Solved – guide for text classification using weka

data miningmachine learningtext miningweka

I have a set of 2000 small texts (each less than 500 words) that I manually categorized. All the texts are in the same main subject, and I want to separate them into distinct groups based on their similarity and focus on the topic. I would like to know what would be the best approach to automatically separate these texts. I do not have a training set and I would like to confirm the existing labeling or find an alternative clustering of my dataset.

Best Answer

Using methods available in Weka, you could start by applying the StringToWordVector unsupervised attribute filter then running any suitable clustering method, remembering to ignore the existing class attribute if that's present in your dataset.

In the Weka Explorer you can save the cluster assignment by right-clicking the result in the result list, choose Visualize cluster assignments, then click Save.

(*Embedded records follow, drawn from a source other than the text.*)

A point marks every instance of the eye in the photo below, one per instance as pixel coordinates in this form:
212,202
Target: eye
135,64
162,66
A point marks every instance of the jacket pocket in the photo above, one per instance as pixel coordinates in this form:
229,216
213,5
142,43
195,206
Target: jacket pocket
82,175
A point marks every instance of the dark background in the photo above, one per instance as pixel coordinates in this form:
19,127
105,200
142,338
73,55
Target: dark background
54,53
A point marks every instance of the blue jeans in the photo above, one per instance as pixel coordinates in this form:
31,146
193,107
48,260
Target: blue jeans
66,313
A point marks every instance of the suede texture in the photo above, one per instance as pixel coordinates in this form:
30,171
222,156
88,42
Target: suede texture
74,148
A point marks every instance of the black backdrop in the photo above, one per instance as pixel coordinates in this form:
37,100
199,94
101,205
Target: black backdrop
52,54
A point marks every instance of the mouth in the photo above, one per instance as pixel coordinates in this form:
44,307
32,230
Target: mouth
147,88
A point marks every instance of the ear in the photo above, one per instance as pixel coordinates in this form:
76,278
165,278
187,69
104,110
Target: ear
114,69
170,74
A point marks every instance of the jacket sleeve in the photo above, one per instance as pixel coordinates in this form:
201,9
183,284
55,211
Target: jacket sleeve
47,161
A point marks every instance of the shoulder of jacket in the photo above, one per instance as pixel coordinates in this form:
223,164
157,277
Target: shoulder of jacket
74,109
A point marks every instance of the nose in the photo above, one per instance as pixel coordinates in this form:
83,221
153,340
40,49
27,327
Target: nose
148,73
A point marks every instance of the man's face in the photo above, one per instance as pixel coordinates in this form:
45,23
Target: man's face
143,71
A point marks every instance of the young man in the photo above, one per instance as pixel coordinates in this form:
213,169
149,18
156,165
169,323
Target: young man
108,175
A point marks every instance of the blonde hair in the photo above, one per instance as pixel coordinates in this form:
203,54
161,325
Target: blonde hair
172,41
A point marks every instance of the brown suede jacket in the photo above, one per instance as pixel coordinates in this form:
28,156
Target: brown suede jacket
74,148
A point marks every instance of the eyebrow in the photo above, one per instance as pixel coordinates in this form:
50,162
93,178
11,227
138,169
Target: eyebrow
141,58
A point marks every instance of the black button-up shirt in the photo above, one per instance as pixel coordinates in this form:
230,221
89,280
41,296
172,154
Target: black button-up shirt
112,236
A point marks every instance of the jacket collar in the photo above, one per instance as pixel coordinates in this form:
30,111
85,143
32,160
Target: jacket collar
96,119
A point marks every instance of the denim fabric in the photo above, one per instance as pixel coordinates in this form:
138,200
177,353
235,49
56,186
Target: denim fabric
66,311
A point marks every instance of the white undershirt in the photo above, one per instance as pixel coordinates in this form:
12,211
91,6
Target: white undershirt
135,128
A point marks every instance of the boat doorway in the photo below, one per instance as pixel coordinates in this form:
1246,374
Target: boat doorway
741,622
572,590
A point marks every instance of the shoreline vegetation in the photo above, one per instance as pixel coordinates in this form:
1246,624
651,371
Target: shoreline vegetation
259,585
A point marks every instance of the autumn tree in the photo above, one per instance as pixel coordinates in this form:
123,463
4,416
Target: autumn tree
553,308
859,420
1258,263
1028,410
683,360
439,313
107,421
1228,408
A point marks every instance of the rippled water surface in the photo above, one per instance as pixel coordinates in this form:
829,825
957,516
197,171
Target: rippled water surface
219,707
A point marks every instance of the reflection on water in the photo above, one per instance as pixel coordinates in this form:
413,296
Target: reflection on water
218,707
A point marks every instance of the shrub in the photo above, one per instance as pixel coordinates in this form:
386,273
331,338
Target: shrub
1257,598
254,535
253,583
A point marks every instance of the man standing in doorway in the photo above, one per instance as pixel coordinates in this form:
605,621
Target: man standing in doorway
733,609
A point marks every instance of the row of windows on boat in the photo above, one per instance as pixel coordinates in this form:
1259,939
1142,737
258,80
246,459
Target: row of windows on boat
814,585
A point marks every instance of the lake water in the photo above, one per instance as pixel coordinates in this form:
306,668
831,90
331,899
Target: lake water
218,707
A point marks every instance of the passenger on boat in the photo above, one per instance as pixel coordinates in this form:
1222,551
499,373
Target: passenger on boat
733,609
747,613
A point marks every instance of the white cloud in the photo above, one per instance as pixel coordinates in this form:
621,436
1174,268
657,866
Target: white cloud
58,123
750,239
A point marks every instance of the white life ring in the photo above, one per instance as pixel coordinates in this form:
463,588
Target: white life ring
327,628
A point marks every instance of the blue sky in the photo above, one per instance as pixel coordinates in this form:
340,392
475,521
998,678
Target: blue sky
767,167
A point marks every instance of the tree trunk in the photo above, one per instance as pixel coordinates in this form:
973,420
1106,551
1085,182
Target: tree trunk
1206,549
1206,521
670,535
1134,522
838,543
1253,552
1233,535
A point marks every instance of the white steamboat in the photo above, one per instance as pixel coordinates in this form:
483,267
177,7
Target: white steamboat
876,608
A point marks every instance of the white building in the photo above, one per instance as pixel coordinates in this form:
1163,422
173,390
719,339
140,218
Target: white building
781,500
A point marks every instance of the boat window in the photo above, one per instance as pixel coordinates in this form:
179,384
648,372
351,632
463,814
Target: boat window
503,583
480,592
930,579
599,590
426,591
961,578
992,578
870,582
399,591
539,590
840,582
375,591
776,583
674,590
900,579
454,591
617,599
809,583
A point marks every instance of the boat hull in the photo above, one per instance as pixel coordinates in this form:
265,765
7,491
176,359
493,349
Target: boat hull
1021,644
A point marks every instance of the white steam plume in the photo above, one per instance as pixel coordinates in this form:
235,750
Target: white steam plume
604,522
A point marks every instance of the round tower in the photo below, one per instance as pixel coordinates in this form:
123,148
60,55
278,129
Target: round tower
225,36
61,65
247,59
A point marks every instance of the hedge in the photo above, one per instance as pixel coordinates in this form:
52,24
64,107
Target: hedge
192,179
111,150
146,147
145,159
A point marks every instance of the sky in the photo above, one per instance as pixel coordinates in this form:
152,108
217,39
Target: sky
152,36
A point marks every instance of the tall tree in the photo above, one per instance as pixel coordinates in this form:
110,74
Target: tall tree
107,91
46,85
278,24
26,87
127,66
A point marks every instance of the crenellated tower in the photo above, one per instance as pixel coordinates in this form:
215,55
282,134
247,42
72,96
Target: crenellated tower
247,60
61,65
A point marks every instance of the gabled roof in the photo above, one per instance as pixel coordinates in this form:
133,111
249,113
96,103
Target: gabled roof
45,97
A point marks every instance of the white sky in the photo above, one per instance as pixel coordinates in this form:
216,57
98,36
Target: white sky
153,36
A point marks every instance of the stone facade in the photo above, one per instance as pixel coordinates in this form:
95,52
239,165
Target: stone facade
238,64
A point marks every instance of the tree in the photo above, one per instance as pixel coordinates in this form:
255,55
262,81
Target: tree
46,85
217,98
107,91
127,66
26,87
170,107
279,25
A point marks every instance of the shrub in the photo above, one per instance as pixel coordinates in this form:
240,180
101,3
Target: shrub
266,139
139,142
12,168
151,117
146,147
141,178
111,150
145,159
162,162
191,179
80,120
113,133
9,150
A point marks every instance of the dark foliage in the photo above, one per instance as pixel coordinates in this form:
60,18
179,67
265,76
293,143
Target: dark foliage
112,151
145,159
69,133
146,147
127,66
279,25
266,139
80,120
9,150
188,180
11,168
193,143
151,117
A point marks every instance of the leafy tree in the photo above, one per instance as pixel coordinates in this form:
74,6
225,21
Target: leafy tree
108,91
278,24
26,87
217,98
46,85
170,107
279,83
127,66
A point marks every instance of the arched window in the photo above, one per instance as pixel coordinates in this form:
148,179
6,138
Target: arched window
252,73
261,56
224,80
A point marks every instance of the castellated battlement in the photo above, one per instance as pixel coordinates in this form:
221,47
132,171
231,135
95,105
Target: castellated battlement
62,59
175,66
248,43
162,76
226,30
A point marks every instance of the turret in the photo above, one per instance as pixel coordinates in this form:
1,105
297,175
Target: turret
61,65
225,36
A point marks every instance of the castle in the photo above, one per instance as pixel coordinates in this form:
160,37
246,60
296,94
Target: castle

To compare the clustering result with the existing categorisation, assuming the dataset does contain the existing class, select Classes to clusters evaluation and choose the class attribute from the dropdown.

Of course clustering is not guaranteed to separate the documents by subject - for example if there are different authors with very different writing styles who each contributed documents on each subject then you might find the clusters correspond to the authors. You might want to manually select a subset of attributes (i.e. words) from the filtered dataset that you judge are relevant to the topic(s) before clustering.